Analysis

Finland birth rate’s downward spiral is culturally driven, claims expert

Around the world, countries are grappling with plummeting birth rates and the devastation that could result in the very near future. Numerous governments are trying to course-correct, implementing family-friendly policies that were long overdue… but as legislators in Finland are finding out, the problem runs much deeper than just political policy.

The Financial Times reported that just 20 years ago, Finland’s population was on the rise. It was believed that the so-called “Nordic model” was the reason; Finland offered great maternity care, generous parental leave, and preschool childcare available for all. Despite all of that, however, the birth rate has fallen since 2010.

Anna Rotkirch, research director at the Family Federation of Finland’s Population Research Institute, said there is likely not much politicians can do to reverse course.

“The strange thing with fertility is nobody really knows what’s going on,” she said. “The policy responses are untried because it’s a new situation. It’s not primarily driven by economics or family policies. It’s something cultural, psychological, biological, cognitive.”

Numerous countries have tried to take action as birth rates have fallen, with countries like Italy even trying to incentivize childbirth to encourage people to have children. But unfortunately, these efforts have had little effect, likely because — as Rotkirch said — the problem is cultural, not political.

Surveys taken at the Family Federation have found that the mindset towards having children has drastically changed, with many young adults reporting that children simply don’t fit into their lives. Rotkirch noted that the anti-child mentality has become widely accepted.

“It’s OK to say I don’t like children, and it’s the only demographic you can ever say that about,” she noted, adding that her surveys found that young adults drastically underestimated how happy parents were with their children. And the future, she said, looks grim if things do not change. “I think it’s sad if our way of living is living alone on the screens, in the flats, not having sex, not having stable partnerships, not having children.”

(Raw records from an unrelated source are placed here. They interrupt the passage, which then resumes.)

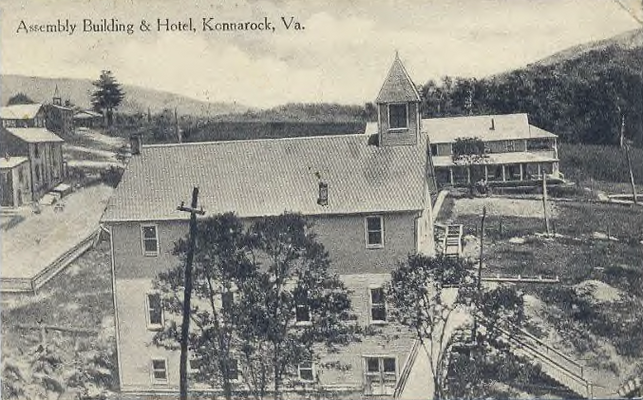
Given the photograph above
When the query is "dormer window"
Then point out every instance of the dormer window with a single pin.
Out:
(398, 116)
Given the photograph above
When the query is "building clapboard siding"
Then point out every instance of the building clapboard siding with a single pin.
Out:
(23, 134)
(373, 183)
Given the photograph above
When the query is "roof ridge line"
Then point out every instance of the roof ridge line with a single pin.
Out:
(477, 116)
(213, 142)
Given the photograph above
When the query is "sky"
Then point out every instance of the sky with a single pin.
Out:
(342, 55)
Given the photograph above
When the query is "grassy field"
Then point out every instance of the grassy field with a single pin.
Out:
(603, 332)
(78, 298)
(602, 163)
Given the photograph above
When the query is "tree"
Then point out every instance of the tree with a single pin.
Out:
(294, 284)
(435, 296)
(220, 264)
(277, 274)
(107, 96)
(19, 98)
(469, 152)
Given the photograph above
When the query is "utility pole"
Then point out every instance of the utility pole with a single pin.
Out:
(627, 156)
(187, 293)
(176, 127)
(545, 204)
(475, 320)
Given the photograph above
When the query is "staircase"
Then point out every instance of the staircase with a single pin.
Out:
(553, 363)
(452, 241)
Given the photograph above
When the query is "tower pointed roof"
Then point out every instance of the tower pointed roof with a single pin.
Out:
(398, 86)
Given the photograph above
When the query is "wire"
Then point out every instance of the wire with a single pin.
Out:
(629, 11)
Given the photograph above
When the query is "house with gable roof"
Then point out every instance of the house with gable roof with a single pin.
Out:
(23, 134)
(368, 199)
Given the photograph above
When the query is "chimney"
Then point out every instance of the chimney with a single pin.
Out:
(322, 200)
(135, 144)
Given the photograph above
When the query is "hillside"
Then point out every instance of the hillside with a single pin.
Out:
(581, 93)
(631, 40)
(137, 99)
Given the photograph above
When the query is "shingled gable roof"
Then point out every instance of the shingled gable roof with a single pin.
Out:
(270, 176)
(34, 135)
(398, 86)
(20, 111)
(505, 127)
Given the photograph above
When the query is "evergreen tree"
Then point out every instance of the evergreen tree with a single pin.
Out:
(108, 95)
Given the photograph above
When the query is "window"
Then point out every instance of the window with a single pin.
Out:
(380, 375)
(374, 232)
(397, 116)
(233, 369)
(159, 370)
(227, 300)
(378, 305)
(154, 311)
(306, 372)
(302, 313)
(150, 240)
(193, 365)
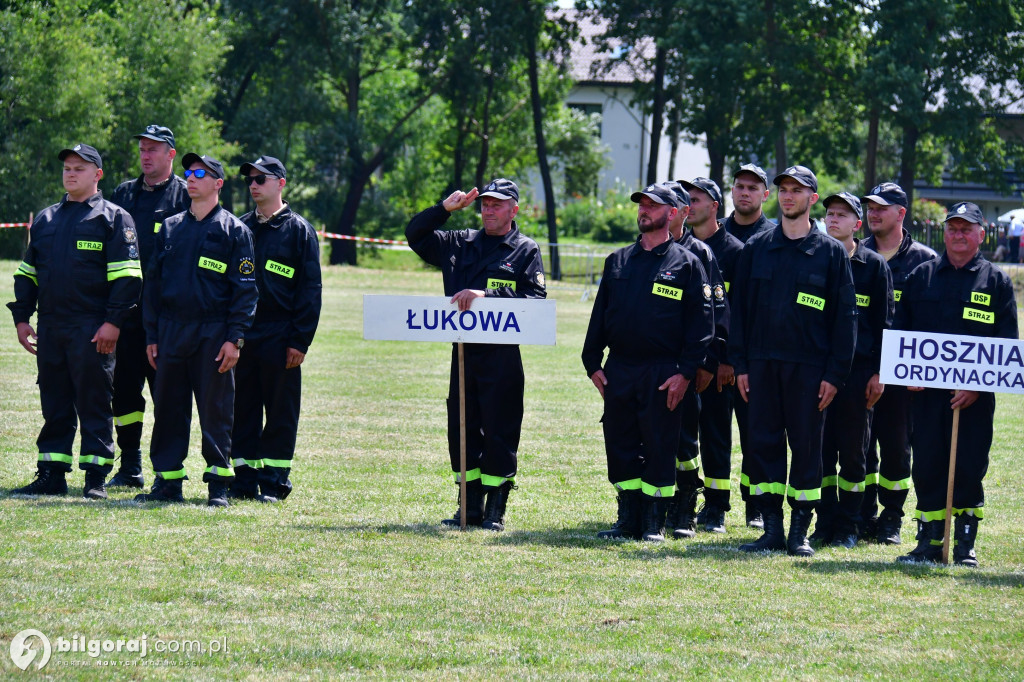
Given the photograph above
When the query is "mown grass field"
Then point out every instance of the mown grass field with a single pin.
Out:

And while fertility treatments are available, Rotkirch said they are not a solution. “If you do everything that typical ministers of finance tell you to do, you are 45 — you have a house and a doctorate and it’s too late,” she said. “The idealised life course is really at odds with female reproductive biology.”

“In most societies, having children was a cornerstone of adulthood. Now it’s something you have if you already have everything else. It becomes the capstone,” Rotkirch explained, adding, “[T]hose who are well-off in many ways — [who] have a partner, have support from their parents, are employed, are not lonely — want to have more children … This is quite a new thing in many countries, including England. [The idea was:] my career isn’t going well, my relationships are a bit here and there, but at least I have a child… You just don’t see that way of thinking any more. For millennials, uncertainty reduction is not to have children.”